Economy of Scale vs. Scaling Economy

Sometimes, large scale can bring disadvantage. Let’s starts with one of the largest cluster: Yahoo! Mail.

When Gmail comes out, I then realized I how deep I integrated with Y! Mail.
- Pop mail,
- SMTP,
- web mail,
- spam filter,
- another yahoo account for spam
- disposable email address,
- address book synchronization with outlook,
- email notification to Yahoo Messenger,
- message archive,
- mobile email alert,
- stock alert,
- weather alert,
- custom email address support,
- multiple account support,
- color coded email by account,
- ads free Yahoo Plus,
- WAP Yahoo mail, and
- Support reading multiple mails using browser’s tabs.

Yes, I used all of the listed features on daily basis.

I have a lot of sympathy to Yahoo when people mistaken Gmail was better. No, Gmail is years behind.

When Gmail switch from 1G storage to 2G, it hurts Y! Mail badly. At the time, the number of Yahoo mail users vs. Gmail’s is probably 100:1. (the ration these days maybe closer to 15:1)

To match Gmail average storage for each user (most user don’t use anything close to 2G), Yahoo pays 100 times more. Each additional MB for 300 millions of users is sustainable money for acquisition cost for the hardware and operational cost like electricity.

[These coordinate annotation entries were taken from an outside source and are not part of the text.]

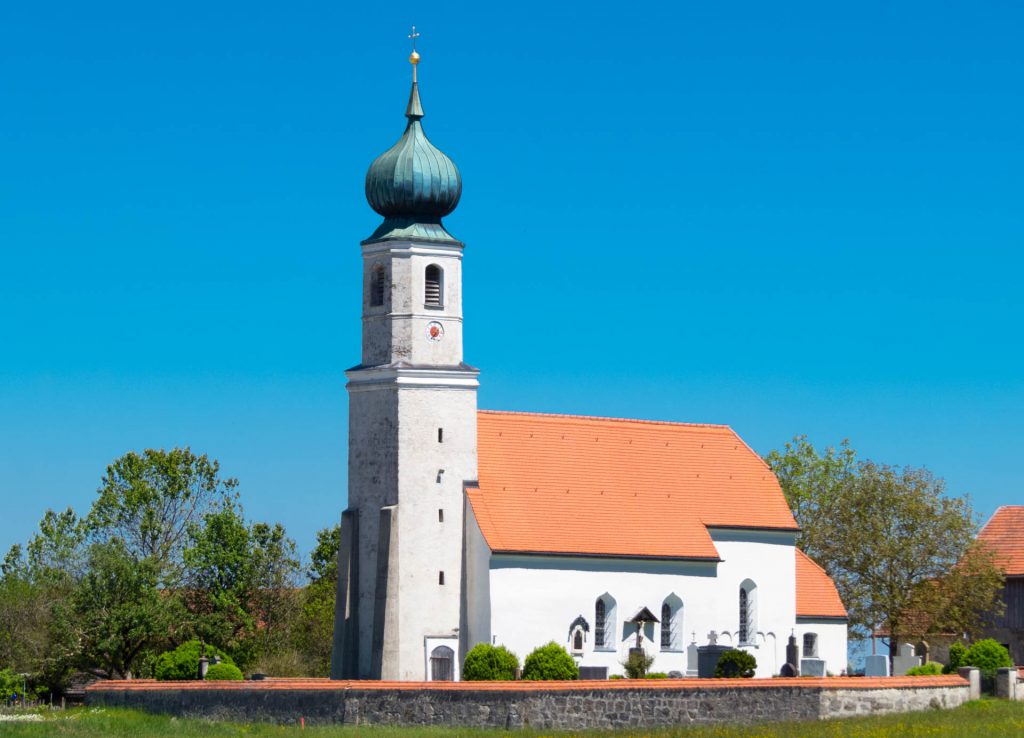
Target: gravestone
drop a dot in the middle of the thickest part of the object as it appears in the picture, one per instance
(877, 665)
(708, 659)
(905, 660)
(793, 655)
(691, 658)
(812, 666)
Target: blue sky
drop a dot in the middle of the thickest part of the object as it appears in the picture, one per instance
(794, 217)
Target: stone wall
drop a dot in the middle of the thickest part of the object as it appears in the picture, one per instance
(578, 705)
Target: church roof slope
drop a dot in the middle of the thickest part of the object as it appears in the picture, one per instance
(1004, 533)
(816, 593)
(603, 486)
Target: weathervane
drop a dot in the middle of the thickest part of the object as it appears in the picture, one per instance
(414, 58)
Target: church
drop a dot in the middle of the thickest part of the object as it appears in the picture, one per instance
(602, 534)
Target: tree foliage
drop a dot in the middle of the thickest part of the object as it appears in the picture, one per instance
(151, 501)
(901, 551)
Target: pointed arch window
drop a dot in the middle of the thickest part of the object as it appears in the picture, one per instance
(604, 622)
(377, 283)
(748, 612)
(433, 295)
(672, 623)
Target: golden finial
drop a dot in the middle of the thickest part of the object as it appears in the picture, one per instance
(414, 58)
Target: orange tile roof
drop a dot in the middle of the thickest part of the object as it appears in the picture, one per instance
(604, 486)
(1005, 534)
(816, 593)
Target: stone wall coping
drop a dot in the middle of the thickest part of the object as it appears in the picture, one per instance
(327, 685)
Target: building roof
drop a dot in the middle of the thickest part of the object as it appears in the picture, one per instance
(816, 593)
(1004, 533)
(605, 486)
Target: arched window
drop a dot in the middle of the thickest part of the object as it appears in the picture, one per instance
(604, 621)
(748, 612)
(441, 664)
(434, 290)
(377, 279)
(672, 623)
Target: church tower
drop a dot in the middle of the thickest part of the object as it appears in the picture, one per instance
(412, 428)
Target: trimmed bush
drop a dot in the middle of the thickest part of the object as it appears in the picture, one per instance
(926, 669)
(223, 671)
(182, 662)
(987, 655)
(550, 661)
(489, 663)
(734, 663)
(956, 653)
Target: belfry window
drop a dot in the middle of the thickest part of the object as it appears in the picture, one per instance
(433, 292)
(377, 278)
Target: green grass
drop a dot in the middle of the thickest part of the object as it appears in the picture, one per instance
(984, 719)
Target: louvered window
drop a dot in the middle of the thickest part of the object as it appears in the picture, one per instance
(377, 278)
(432, 293)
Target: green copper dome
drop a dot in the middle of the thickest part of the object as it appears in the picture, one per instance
(413, 184)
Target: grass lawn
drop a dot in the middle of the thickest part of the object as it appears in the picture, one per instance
(984, 719)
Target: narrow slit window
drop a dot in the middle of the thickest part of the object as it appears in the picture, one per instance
(377, 278)
(434, 287)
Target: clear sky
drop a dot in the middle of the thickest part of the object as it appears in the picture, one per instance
(795, 217)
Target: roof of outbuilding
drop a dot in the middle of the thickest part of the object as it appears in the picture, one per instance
(816, 593)
(614, 487)
(1004, 533)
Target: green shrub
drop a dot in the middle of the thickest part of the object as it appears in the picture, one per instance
(956, 653)
(550, 661)
(489, 663)
(734, 663)
(987, 655)
(223, 671)
(637, 664)
(182, 662)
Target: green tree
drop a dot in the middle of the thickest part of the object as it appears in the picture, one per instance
(314, 626)
(118, 609)
(901, 552)
(811, 479)
(241, 583)
(152, 500)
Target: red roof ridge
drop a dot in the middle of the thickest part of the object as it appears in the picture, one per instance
(607, 419)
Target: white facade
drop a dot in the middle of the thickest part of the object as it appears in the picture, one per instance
(537, 599)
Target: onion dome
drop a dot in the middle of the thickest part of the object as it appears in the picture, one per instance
(413, 184)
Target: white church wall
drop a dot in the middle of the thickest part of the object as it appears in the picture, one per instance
(830, 641)
(536, 598)
(476, 588)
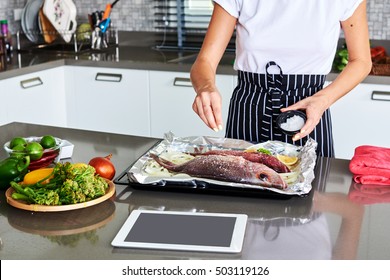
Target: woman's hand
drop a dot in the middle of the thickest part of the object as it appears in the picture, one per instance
(314, 106)
(208, 101)
(207, 105)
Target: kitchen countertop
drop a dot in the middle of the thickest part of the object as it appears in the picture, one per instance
(136, 50)
(326, 224)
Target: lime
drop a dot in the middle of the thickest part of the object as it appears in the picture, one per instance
(18, 151)
(17, 141)
(34, 150)
(287, 160)
(48, 141)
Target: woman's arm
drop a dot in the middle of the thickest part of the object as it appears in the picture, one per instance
(359, 66)
(208, 102)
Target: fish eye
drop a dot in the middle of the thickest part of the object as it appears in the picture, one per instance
(263, 176)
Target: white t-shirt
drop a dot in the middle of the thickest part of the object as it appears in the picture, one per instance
(299, 35)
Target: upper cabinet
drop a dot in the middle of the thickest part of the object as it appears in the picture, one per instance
(171, 98)
(108, 99)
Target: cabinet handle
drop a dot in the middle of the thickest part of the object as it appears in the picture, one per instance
(31, 82)
(380, 95)
(182, 82)
(108, 77)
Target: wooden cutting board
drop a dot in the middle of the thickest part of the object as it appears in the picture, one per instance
(49, 33)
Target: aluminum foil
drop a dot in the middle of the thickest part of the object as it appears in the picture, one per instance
(304, 170)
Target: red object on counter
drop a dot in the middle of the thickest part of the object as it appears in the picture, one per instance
(369, 194)
(371, 165)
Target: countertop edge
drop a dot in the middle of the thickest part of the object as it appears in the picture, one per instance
(150, 66)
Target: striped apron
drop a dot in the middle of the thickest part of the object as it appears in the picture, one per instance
(256, 103)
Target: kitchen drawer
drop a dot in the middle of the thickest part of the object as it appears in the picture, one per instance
(109, 100)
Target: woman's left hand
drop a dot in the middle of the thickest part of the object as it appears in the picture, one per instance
(314, 106)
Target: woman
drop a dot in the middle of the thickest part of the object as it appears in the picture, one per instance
(284, 50)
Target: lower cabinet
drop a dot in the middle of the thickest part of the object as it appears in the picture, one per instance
(171, 98)
(361, 118)
(37, 98)
(108, 99)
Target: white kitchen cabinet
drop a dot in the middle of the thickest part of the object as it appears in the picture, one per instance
(361, 118)
(171, 98)
(37, 98)
(108, 99)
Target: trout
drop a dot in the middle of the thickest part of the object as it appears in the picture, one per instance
(227, 168)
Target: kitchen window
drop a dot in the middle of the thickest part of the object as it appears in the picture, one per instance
(182, 24)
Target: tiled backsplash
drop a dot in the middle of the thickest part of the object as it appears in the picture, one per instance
(137, 15)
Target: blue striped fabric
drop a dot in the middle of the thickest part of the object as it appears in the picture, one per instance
(256, 103)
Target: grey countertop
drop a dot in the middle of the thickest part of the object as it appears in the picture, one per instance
(136, 50)
(326, 224)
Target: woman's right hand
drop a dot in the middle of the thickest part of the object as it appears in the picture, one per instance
(208, 106)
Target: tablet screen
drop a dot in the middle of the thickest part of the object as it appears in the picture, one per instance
(182, 231)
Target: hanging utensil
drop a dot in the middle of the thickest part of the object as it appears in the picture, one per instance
(107, 11)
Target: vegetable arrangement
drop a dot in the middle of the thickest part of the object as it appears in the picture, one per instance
(66, 184)
(13, 169)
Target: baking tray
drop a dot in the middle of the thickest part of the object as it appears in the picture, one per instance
(133, 176)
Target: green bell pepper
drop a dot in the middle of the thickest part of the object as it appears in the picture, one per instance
(13, 169)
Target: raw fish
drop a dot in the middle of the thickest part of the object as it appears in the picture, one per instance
(228, 168)
(270, 161)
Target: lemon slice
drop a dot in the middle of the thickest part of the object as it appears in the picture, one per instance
(287, 160)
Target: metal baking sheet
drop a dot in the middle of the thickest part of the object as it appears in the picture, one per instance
(140, 175)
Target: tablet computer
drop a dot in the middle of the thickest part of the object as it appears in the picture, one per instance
(188, 231)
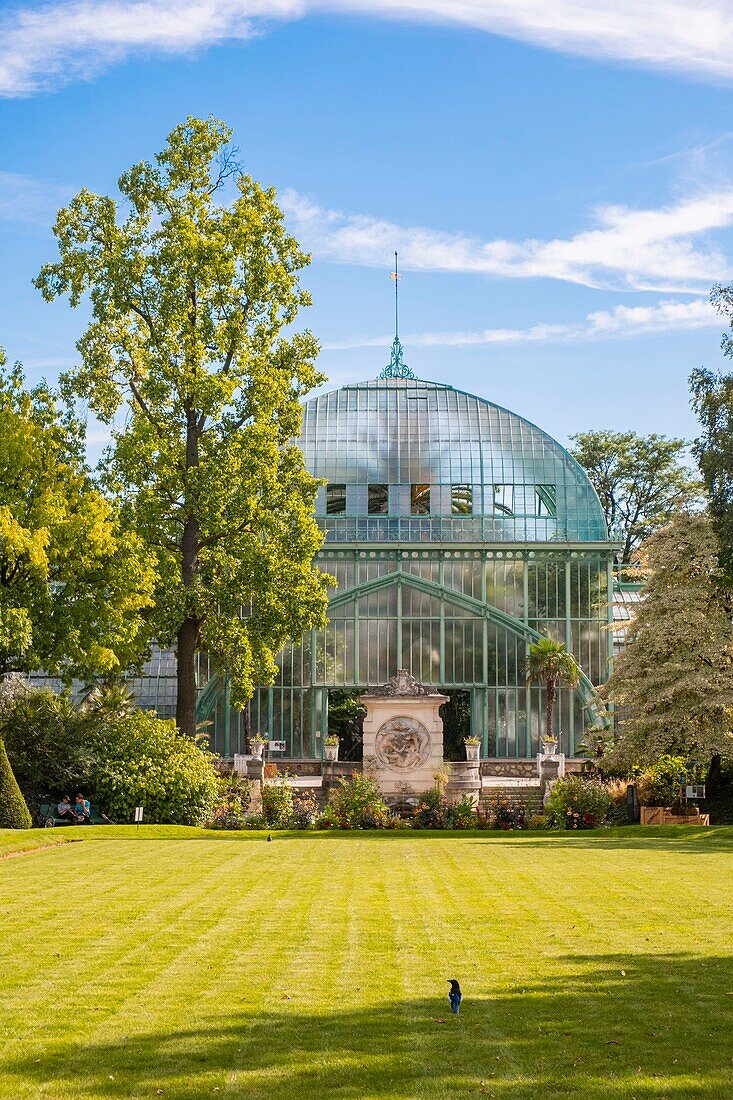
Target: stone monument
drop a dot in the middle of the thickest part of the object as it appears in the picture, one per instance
(403, 735)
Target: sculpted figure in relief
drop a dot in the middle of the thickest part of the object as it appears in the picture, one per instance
(403, 743)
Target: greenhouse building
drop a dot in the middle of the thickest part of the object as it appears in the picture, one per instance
(458, 532)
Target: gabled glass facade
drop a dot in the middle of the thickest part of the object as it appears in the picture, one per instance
(458, 532)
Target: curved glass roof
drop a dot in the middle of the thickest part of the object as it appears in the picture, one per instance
(407, 460)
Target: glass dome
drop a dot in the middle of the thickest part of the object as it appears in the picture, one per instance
(415, 461)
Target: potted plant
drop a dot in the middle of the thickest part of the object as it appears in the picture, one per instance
(472, 747)
(256, 744)
(331, 747)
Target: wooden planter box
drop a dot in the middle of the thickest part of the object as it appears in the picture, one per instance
(662, 815)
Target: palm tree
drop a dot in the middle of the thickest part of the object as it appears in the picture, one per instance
(550, 664)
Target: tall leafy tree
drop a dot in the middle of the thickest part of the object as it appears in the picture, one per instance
(639, 480)
(674, 679)
(550, 664)
(712, 400)
(74, 585)
(190, 296)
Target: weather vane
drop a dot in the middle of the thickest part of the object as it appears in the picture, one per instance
(396, 369)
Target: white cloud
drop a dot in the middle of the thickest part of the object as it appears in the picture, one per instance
(30, 201)
(630, 250)
(622, 322)
(43, 46)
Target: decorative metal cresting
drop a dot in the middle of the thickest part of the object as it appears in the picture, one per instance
(396, 367)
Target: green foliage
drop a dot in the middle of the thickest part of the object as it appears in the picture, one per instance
(277, 802)
(305, 810)
(461, 814)
(675, 675)
(357, 803)
(145, 761)
(13, 811)
(639, 481)
(232, 802)
(193, 310)
(712, 400)
(578, 803)
(73, 583)
(658, 785)
(550, 664)
(119, 762)
(50, 744)
(506, 814)
(431, 810)
(346, 717)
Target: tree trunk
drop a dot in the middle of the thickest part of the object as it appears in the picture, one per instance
(551, 694)
(186, 677)
(714, 774)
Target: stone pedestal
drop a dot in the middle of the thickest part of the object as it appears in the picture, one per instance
(403, 736)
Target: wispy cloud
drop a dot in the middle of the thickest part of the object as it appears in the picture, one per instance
(30, 201)
(622, 322)
(626, 250)
(42, 46)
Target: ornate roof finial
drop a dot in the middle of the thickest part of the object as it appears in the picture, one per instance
(396, 369)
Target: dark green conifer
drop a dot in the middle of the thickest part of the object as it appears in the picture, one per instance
(13, 811)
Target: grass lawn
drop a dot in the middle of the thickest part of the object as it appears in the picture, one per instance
(185, 964)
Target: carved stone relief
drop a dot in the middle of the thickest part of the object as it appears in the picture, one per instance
(402, 743)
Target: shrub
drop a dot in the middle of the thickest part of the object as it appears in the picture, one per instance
(232, 803)
(13, 811)
(48, 741)
(658, 785)
(430, 812)
(277, 802)
(577, 803)
(357, 803)
(144, 761)
(305, 811)
(462, 814)
(505, 814)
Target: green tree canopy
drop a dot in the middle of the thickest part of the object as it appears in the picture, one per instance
(190, 298)
(73, 585)
(674, 680)
(639, 481)
(712, 400)
(549, 663)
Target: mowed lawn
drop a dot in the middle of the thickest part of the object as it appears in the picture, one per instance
(181, 964)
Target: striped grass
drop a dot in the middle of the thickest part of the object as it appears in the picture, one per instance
(184, 964)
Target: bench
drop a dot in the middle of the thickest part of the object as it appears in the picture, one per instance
(50, 816)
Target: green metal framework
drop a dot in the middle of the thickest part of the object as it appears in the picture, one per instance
(509, 545)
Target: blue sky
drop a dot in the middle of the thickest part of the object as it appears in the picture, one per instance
(558, 183)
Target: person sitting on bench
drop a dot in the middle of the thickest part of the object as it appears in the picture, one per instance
(83, 810)
(66, 810)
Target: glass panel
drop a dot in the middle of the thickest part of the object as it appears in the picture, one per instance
(504, 499)
(336, 499)
(378, 501)
(545, 499)
(419, 499)
(461, 499)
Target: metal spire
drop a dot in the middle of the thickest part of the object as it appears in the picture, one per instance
(396, 369)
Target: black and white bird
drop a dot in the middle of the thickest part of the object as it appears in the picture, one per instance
(455, 996)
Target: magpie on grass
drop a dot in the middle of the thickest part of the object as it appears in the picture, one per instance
(455, 996)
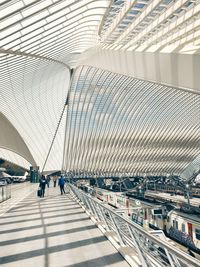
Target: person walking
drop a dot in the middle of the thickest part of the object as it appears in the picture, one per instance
(61, 183)
(42, 184)
(54, 181)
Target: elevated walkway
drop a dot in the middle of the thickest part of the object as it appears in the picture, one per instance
(52, 232)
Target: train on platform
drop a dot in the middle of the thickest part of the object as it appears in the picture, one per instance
(176, 224)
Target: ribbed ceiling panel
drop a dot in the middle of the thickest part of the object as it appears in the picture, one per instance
(118, 124)
(32, 95)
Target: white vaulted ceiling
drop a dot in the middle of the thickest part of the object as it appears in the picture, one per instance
(131, 103)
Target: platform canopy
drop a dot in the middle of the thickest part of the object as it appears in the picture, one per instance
(101, 87)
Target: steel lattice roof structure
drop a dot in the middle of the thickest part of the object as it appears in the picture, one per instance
(101, 87)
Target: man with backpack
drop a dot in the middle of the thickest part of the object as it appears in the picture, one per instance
(61, 183)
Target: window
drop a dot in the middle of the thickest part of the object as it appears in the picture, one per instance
(197, 232)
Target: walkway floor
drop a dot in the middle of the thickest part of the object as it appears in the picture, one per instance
(52, 232)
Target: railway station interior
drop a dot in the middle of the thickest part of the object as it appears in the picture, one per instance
(105, 96)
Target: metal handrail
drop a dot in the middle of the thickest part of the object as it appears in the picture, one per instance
(151, 250)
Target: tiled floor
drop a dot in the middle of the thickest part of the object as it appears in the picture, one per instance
(53, 231)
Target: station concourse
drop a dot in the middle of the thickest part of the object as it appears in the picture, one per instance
(96, 90)
(53, 231)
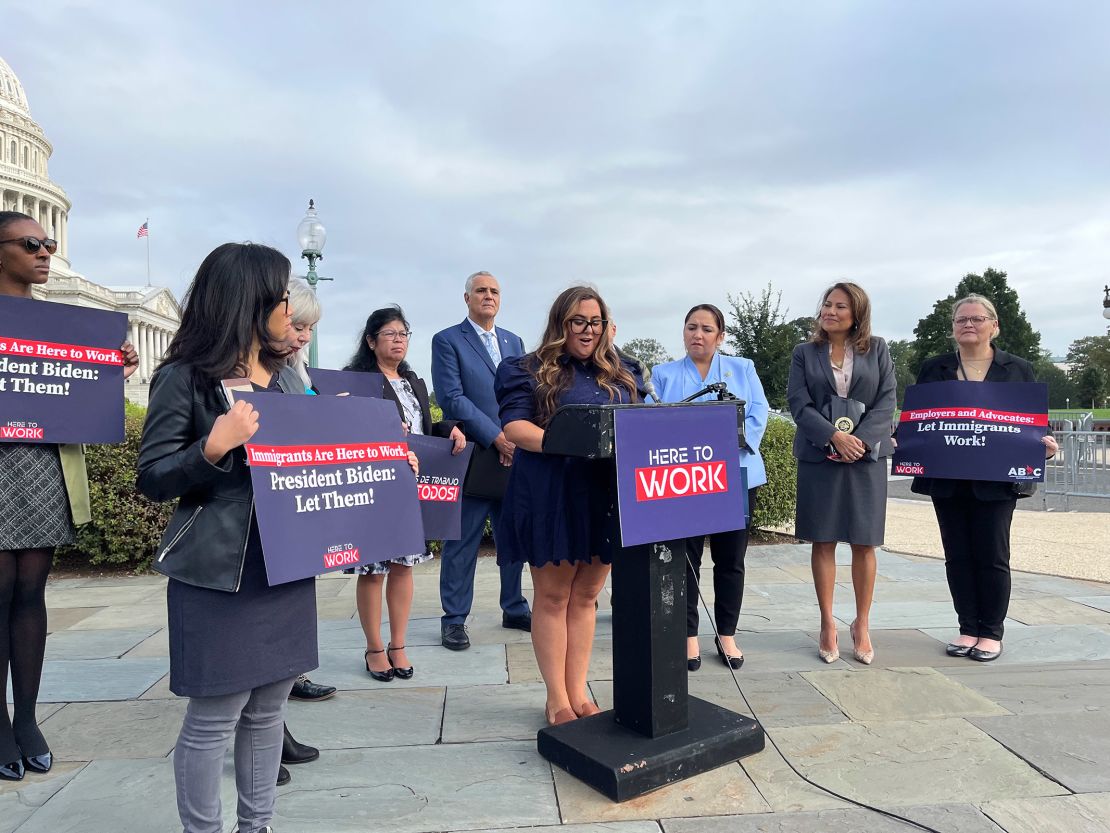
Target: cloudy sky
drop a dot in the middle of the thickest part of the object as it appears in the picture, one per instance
(670, 153)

To scale to 300 millions users, it is much more than adding machines. It takes a lot of tricks and R&D to get it close to liner scaling. Anything less than liner scaling costs exponentially more. It makes or breaks the economy and feasibility of providing the service.

Werner Vogels [Amazon CTO] talked a lot about Dark Art, scaling and its pain.

In the famous “we [google] are a $100 billion company” financial conference, Eric Schmidt [Google CEO] quoted that the know-how, software and infrastructure to scale to massive number of user is one of Google’s key strength that they are expanding their leads on. However, Gmail (so does Yahoo) has periods that the performance is slowing down badly. It drives away users if not just growth.

Then Steve Ballmer [Microsoft CEO] use analogy about “data center” build everywhere in the world like electric stations. Later, Microsoft announces the billions of missing future profit to build the infrastructure to complete.

The dot com races reach the point that idea alone is far from enough. It is also about the ability to make economy sense out of the service providing to massive amount of users. The ability to scale the computing power is playing a big part to determine the success of a business.